Die Hornsäule ist eine säulenartige Verdickung des Klauenhorns an der Klaueninnenwand, die bei Rindern als Reaktion auf chronische Reizungen oder Verletzungen der Lederhaut entsteht. Sie verläuft vertikal von der Kronenrandregion bis zum Tragrand der Klaue und kann zu erheblichen Lahmheiten führen, da sie Druck auf das darunterliegende Klauenbein ausübt.

Die Hornsäule (auch Wandsäule genannt) ist eine charakteristische pathologische Hornveränderung an der Klaue des Rindes. Sie entsteht durch eine lokale Schädigung der Lederhaut (Corium), die in der Folge vermehrt Horn produziert. Dieses überschüssige Horn wölbt sich säulenförmig nach innen und übt Druck auf das Klauenbein (Os ungulare) sowie auf das umliegende Weichteilgewebe aus.

Anatomischer Hintergrund

Die Klauen des Rindes bestehen aus einer äußeren und einer inneren Klaue, die jeweils aus einer Hornkapsel mit Wand-, Sohlen- und Ballenhorn gebebildet werden. Die Lederhaut darunter ist stark durchblutet und für die Hornbildung verantwortlich. Wird sie dauerhaft gereizt – etwa durch Quetschungen, Klauenrehe oder Wandulzera – verändert sich die Hornqualität lokal, und es entsteht eine säulenartige Verdickung an der Innenseite der Klauenwand.

Ursachen bei der Kuh

  • Chronische Klauenrehe (Laminitis), häufig fütterungsbedingt durch subakute Pansenazidose
  • Mechanische Überlastung durch harte Stallböden (Beton, Spaltenboden)
  • Folge von Wandgeschwüren oder Sohlenblutungen
  • Lange Standzeiten und mangelnde Bewegung
  • Unzureichende oder verspätete funktionelle Klauenpflege

Orthopädische Relevanz

Eine Hornsäule führt zu inneren Druckschmerzen, oft ohne von außen sofort sichtbar zu sein. Die betroffene Kuh entlastet die Klaue, was wiederum die gesunde Partnerklaue überlastet und sekundäre Probleme auslöst. Eine fachgerechte Klauenpflege mit gezieltem Ausschneiden der Hornsäule sowie die Entlastung durch einen Klauenklotz auf der gesunden Partnerklaue gehören zu den etablierten Maßnahmen.

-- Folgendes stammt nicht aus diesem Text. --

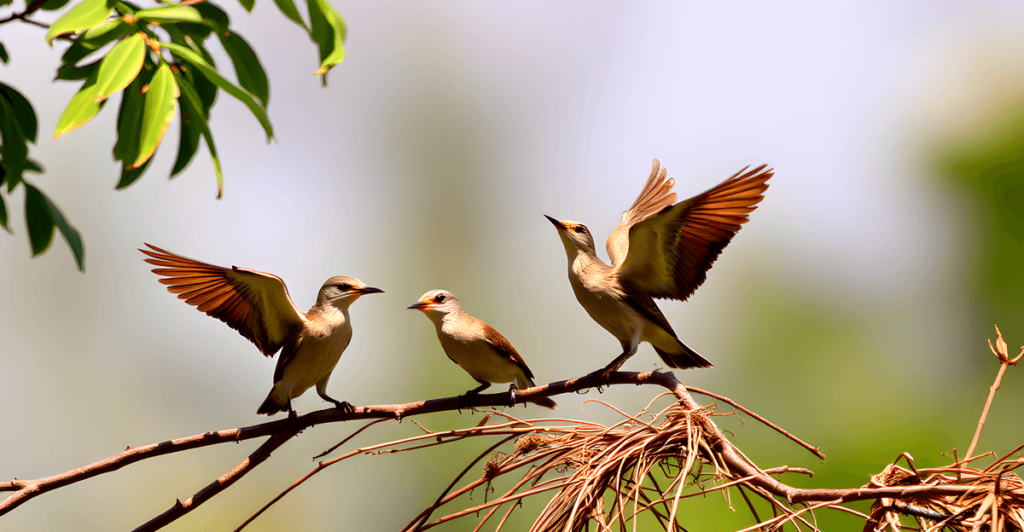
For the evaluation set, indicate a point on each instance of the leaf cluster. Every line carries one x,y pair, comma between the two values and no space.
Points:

Bei stärkerer Lahmheit oder begleitenden Klauenkrankheiten sollte der Tierarzt hinzugezogen werden.

Vorbeugung

Eine wiederkehrende Hornsäulenbildung lässt sich oft durch optimierte Fütterung, weiche Liegeflächen, gute Stallhygiene und regelmäßige funktionelle Klauenpflege zweimal jährlich reduzieren.

Mögliche Symptome

  • Lahmheit, oft schleichend einsetzend
  • Entlastung der betroffenen Klaue beim Stehen
  • Sichtbare Vorwölbung oder Verdickung an der Klauenwand
  • Verändertes Gangbild, kurze Schritte
  • Vermehrtes Liegen, reduzierte Futteraufnahme
  • Druckschmerz bei der Untersuchung mit der Klauenzange

Orthopädische Indikationen

  • Versorgung mit einem Klauenklotz zur Entlastung der erkrankten Klaue
  • Druckentlastende orthopädische Hilfsmittel nach chirurgischer Korrektur
  • Unterstützung bei chronischer Klauenrehe mit wiederkehrender Hornsäule
  • Stabilisierung nach tiefem Ausschneiden der Hornsäule

Häufige Fragen

Wie erkenne ich als Halter eine Hornsäule bei meiner Kuh?

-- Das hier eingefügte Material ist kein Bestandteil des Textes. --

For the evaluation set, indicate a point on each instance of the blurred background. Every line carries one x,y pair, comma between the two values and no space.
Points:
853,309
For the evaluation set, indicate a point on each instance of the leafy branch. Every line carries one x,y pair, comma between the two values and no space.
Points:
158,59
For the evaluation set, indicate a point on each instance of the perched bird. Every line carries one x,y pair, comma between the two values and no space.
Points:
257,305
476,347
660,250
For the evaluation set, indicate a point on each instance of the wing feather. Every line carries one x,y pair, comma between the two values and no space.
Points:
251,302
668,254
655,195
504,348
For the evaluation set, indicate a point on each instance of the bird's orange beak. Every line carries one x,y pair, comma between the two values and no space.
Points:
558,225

Häufig fällt zunächst eine Lahmheit auf, ohne dass äußerlich eine offene Verletzung sichtbar ist. Bei genauerem Hinsehen kann eine säulenartige Verdickung an der Klauenwand auffallen. Sicher diagnostizieren lässt sich eine Hornsäule allerdings nur durch eine fachgerechte Klauenpflege oder tierärztliche Untersuchung.

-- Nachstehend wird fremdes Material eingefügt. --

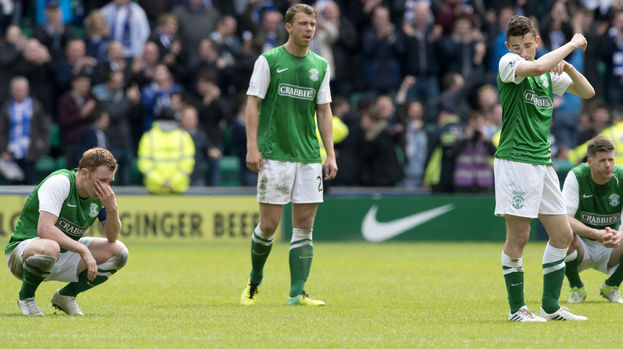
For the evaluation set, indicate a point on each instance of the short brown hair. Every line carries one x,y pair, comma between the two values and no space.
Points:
599,144
96,157
519,26
306,9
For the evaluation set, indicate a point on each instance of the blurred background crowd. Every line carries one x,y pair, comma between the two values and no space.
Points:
413,84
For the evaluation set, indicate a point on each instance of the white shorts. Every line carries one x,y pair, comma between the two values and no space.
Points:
64,270
526,190
596,256
280,182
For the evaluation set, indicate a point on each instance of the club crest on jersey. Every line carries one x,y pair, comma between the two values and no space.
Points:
614,200
541,102
314,74
93,211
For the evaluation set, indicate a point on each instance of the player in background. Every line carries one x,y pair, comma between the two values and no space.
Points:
592,193
526,185
48,243
289,83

Kann eine Hornsäule wieder verschwinden?

Mit gezielter funktioneller Klauenpflege, bei der die Hornsäule entlastet und ausgeschnitten wird, sowie durch das Beheben der Ursache (z. B. Fütterungsoptimierung) kann sich das Klauenhorn meist wieder normalisieren. Bei chronischen Reizungen besteht jedoch das Risiko, dass die Hornsäule erneut auftritt.

Hilft ein Klauenklotz bei einer Hornsäule?

Ja, ein Klauenklotz auf der gesunden Partnerklaue ist eine bewährte Entlastungsmaßnahme. Die erkrankte Klaue wird vom Boden abgehoben und kann sich regenerieren. Die Auswahl und das Anbringen sollten durch geschultes Personal oder den Tierarzt erfolgen.

Wie lässt sich einer Hornsäule vorbeugen?

Wichtige Maßnahmen sind eine ausgewogene, pansenfreundliche Fütterung, weiche und trockene Liegeflächen, regelmäßige Bewegung sowie eine fachgerechte funktionelle Klauenpflege mindestens zweimal pro Jahr.